69 Views Asked by At

Low effort question incoming. Given a set of states $x_i,i=1,\dots,n$ with energy $0\leq U(x_i)$, we define the probability of a state $x$ as $$ \pi(x)=\frac{1}{Z_T}e^{-\frac{1}{T} U(x)} $$ where $Z_T$ is just a normalization constant. According to the Wikipedia this distribution is the maximum entropy distribution on the set of states for a given mean (so I guess you can tune $T$ to get any mean). Then I've seen this in Wikipedia https://en.wikipedia.org/wiki/Superstatistics where they define $\beta=\frac{1}{T}$ and given a distribution $f(\beta)$ of the inverse temperature on $(0,\infty)$ they sort of extend the definition to $$ \pi(x)=\frac{1}{Z_\beta}\int_{0}^\infty d\beta f(\beta)e^{-\beta U(x)} $$ I don't really know if this theorem https://en.wikipedia.org/wiki/Bernstein's_theorem_on_monotone_functions goes in the direction of expected value of exponentials implies complete monotonicity.
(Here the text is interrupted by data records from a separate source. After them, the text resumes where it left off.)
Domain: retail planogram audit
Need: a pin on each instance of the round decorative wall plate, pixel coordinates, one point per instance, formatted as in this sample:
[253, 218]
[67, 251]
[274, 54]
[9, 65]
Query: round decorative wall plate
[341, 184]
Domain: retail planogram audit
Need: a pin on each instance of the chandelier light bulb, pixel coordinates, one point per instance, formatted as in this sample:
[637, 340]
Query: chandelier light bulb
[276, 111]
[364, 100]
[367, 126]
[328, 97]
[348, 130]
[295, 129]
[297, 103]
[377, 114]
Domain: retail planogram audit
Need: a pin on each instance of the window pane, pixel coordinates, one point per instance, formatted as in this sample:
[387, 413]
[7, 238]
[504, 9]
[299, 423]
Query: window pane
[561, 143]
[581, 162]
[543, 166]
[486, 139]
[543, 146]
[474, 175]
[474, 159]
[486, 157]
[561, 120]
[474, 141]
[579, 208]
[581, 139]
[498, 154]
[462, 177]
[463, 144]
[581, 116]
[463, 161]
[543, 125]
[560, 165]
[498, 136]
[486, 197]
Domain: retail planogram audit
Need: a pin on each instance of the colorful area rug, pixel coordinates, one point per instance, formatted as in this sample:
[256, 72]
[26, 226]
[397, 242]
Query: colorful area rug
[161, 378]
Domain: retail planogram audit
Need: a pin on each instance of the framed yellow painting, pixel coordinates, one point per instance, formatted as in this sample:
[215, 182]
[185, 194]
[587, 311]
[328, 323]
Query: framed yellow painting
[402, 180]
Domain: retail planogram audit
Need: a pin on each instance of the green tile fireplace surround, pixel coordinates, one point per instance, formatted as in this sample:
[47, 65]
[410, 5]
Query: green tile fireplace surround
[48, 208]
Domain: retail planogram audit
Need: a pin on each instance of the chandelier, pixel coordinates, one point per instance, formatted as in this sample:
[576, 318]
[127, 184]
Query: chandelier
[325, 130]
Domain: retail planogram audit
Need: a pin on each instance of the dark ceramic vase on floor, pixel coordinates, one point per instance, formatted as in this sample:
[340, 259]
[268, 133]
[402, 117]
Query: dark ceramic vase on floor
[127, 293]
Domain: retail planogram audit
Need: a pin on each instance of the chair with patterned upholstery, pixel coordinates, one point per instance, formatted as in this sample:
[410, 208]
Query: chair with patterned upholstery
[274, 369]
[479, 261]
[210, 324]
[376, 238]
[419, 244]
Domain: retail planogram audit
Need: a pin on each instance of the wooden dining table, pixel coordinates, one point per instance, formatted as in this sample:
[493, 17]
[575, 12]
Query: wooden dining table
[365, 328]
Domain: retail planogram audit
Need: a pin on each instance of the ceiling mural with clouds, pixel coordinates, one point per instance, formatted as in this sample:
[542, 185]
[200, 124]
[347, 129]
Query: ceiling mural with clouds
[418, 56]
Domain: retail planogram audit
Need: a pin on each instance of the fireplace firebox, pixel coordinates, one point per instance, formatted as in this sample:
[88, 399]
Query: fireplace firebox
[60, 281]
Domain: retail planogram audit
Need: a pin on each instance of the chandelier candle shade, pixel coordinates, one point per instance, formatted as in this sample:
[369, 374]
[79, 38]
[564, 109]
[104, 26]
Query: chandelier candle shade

I have two sort of informal questions:

  1. What is it with exponentials and this expected exponentials? What would be lost by picking a function $x<y \Rightarrow f_T(x)<f_T(y)$ and define $\pi(x)\propto f_T(U(x))$? Is complete monotonicity somehow playing an important hidden role?
  2. Why do people use the Boltzmann distribution for MCMC in the TSP problem for example? Why not any other function that makes a delta at the minimum when $T\rightarrow 0$? Is there some kind of optimal convergence?